Question 4: In 2003, the average stock price for companies making up the S&P 500 was $30, and the standard deviation was $8.20 (BusinessWeek, Special Annual Issue, Spring 2003). Assume the stock prices are normally distributed.
a. What is the probability that a company will have a stock price of at least $40?
b. What is the probability that a company will have a stock price no higher than $20?
c. How high does a stock price have to be to put a company in the top 10%?
Part 3:
Question 1. The management of Madeira Manufacturing Company is considering the introduction of a new product. The fixed cost to begin the production of the product is $30,000. The variable cost for the product is expected to be between $16 and $24, with a most likely value
of $20 per unit. The product will sell for $50 per unit. Demand for the product is expected to range from 300 to 2100 units, with 1200 units the most likely demand.
a. Develop the profit model for this product.
b. Provide the base-case, worst-case, and best-case analyses.
c. Discuss why simulation would be desirable.
Question 2. a. Use the random numbers 0.3753, 0.9218, 0.0336, 0.5145, and 0.7000 to generate five simulated values for the PortaCom direct labor cost per unit.
b. Use the random numbers 0.6221, 0.3418, 0.1402, 0.5198, and 0.9375 to generate five simulated values for the PortaCom parts cost.
c. Use the random numbers 0.8531, 0.1762, 0.5000, 0.6810, and 0.2879 and the table for the cumulative standard normal distribution in Appendix D to generate five simulated values for the PortaCom first-year demand.
Question 3. The management of Brinkley Corporation is interested in using simulation to estimate the profit per unit for a new product. Probability distributions for the purchase cost, the labor cost, and the transportation cost are as follows:
| Purchase Cost ($) |
Probability |
Labor Cost ($) |
Probability |
Transportation Cost ($) |
Probability |
| 10 |
0.25 |
20 |
0.1 |
3 |
0.75 |
| 11 |
0.45 |
22 |
0.25 |
5 |
0.25 |
| 12 |
0.3 |
24 |
0.35 |
|
|
|
|
25 |
0.3 |
|
|
Assume that these are the only costs and that the selling price for the product will be $45 per unit.
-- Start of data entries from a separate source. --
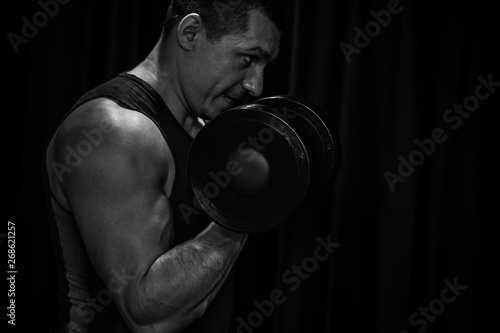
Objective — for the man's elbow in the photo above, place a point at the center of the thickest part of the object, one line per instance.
(147, 315)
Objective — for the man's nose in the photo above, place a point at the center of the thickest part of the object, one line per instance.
(254, 84)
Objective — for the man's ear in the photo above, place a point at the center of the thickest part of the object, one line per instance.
(189, 30)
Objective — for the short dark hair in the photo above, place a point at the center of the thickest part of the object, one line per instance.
(224, 17)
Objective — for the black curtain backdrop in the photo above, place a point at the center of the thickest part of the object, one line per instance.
(397, 247)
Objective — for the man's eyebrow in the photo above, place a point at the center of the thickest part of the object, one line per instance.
(264, 54)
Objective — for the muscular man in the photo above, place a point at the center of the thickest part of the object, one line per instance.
(127, 258)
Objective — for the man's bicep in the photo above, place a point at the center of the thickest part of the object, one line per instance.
(119, 206)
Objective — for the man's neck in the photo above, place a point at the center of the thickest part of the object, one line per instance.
(160, 72)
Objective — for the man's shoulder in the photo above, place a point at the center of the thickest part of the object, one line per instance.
(112, 121)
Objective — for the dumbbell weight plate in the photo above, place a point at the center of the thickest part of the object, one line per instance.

a. Provide the base-case, worst-case, and best-case calculations for the profit per unit.
b. Set up intervals of random numbers that can be used to randomly generate the three cost components.
c. Using the random numbers 0.3726, 0.5839, and 0.8275, calculate the profit per unit.
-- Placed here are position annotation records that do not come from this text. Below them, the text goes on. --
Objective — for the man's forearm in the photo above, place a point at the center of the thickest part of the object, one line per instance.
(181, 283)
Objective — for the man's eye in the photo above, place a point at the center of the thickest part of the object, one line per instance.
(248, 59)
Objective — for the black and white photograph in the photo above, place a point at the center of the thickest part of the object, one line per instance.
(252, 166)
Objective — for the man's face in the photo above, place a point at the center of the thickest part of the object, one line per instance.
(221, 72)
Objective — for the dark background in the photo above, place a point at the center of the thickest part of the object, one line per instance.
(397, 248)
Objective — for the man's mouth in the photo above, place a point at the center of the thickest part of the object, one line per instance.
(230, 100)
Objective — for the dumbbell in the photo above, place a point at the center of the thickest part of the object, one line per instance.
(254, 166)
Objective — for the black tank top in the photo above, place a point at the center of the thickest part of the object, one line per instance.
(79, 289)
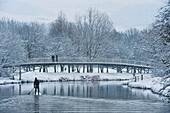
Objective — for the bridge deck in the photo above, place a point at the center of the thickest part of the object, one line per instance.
(79, 63)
d. Using the random numbers 0.1862, 0.7466, and 0.6171, calculate the profit per unit.
e. Management believes the project may not be profitable if the profit per unit is less than $5. Explain how simulation can be used to estimate the probability that the profit per unit will be less than $5.
Question 4. Develop a worksheet simulation for the following problem. The management of Madeira Manufacturing Company is considering the introduction of a new product. The fixed cost to begin the production of the product is $30,000. The variable cost for the product is uniformly distributed between $16 and $24 per unit. The product will sell for $50 per unit.
Demand for the product is best described by a normal probability distribution with a mean of 1200 units and a standard deviation of 300 units. Develop a spreadsheet simulation similar to Figure 16.6. Use 500 simulation trials to answer the following questions:
a. What is the mean profit for the simulation?
b. What is the probability that the project will result in a loss?
c. What is your recommendation concerning the introduction of the product?